I’ve been meaning to ask this: If I send an email with a 1MB attachement to two people and we are all on the same server/site will Exchange save unique copies of the attachement or is it smart enough to consolidate them?
My office shares files via file path (copy and pasted right out of and right back into windows explorer). Very convenient. Some people are really hung up on them, though. When I get a work request, sometimes I’ll turn it around quick and reply with “File’s done, on the server” to which I get the snotty reply of “File path please?” Dude, it is RIGHT there in the quoted bottom of my email, where you sent it to me not 1/2 an hour ago.

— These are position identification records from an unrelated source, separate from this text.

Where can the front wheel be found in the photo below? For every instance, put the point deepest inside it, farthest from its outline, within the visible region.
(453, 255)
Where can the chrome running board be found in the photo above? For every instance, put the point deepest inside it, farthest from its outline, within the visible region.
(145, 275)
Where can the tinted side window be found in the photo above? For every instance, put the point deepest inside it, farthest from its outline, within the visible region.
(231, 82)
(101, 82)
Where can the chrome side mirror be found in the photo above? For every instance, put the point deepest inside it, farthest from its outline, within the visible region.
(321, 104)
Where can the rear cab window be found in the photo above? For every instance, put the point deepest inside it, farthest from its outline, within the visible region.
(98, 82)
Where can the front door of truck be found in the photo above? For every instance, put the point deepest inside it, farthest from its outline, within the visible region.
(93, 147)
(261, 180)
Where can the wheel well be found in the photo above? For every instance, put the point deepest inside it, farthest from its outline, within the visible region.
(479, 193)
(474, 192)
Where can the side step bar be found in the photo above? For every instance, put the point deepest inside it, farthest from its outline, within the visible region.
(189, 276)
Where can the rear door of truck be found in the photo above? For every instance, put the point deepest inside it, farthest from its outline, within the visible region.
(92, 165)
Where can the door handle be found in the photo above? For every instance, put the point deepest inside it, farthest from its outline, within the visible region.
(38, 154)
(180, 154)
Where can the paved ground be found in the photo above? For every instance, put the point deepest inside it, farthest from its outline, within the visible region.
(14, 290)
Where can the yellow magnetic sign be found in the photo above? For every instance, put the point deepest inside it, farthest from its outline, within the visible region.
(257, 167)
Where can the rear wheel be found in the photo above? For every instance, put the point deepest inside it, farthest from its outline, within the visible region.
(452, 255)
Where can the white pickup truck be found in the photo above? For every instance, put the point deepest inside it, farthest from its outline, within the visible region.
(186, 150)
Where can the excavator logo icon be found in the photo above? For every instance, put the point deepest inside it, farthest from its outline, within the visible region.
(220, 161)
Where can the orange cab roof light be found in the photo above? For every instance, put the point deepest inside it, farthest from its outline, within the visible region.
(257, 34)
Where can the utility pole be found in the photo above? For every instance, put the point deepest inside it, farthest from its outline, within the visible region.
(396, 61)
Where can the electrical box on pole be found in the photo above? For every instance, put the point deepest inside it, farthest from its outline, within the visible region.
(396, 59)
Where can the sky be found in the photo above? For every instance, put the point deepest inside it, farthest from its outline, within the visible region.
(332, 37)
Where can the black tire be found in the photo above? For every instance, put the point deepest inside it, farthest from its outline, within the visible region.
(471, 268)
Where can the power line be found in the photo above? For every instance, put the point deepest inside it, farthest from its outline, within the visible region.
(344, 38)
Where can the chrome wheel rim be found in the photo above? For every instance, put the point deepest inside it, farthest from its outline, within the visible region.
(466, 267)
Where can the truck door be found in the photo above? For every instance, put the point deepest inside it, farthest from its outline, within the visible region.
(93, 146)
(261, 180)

There are a couple of people who still insist on sending files via email instead of server path. This has lead to confusion and version control issues is nearly every case. (And people bitching because the whole mail server chokes because some idiot emailed a 10+MB file to a dozen people.)
My mailbox cap, as you might guess, is VERY high. However, this is not the case for everyone in the company, and I have coworkers who like to CC everyone and their boss, all the time.
Word on the Illustrated Social Announcements. Everytime I get an colorful stationary/graphic laden email anouncing so-and-so’s baby shower, I think: Why, WHY did I leave Photoshop on that machine (inherited by the Office Manager) when I upgraded?
Why does your e-mail service suck so much? Even hotmail gives me 1000MB of storage space for free. I haven’t deleted any e-mails in years (except the junk ones, which admittedly I have to wade through a bit every day) and I’m only using 8% of my limit.
Then IT departments should be funded to be able to handle that type of use; most often they are not. IT normally does what it can with what it has, but storage (as Quartz pointed out) is expensive. Not only does IT have to fund the ancillary necessities (e.g., backup hardware, backup software, redundant systems, etc…), but it also has to roadmap for the near future as warranties eventually run out, equipment quickly becomes obsolete, storage requirements soar–whether through end-user mismanagment or actual necessity–and other projects come along that take a piece of the increasingly small budget pie.
In that situation, Exchange will save three copies: one for each recipient and one in the sender’s Sent folder.
If someone would fund most IT departments the same way Microsoft funds theirs, I betcha you’ll see an increase in mail storage space. Until that happens, though, IT is limited to what they’re given.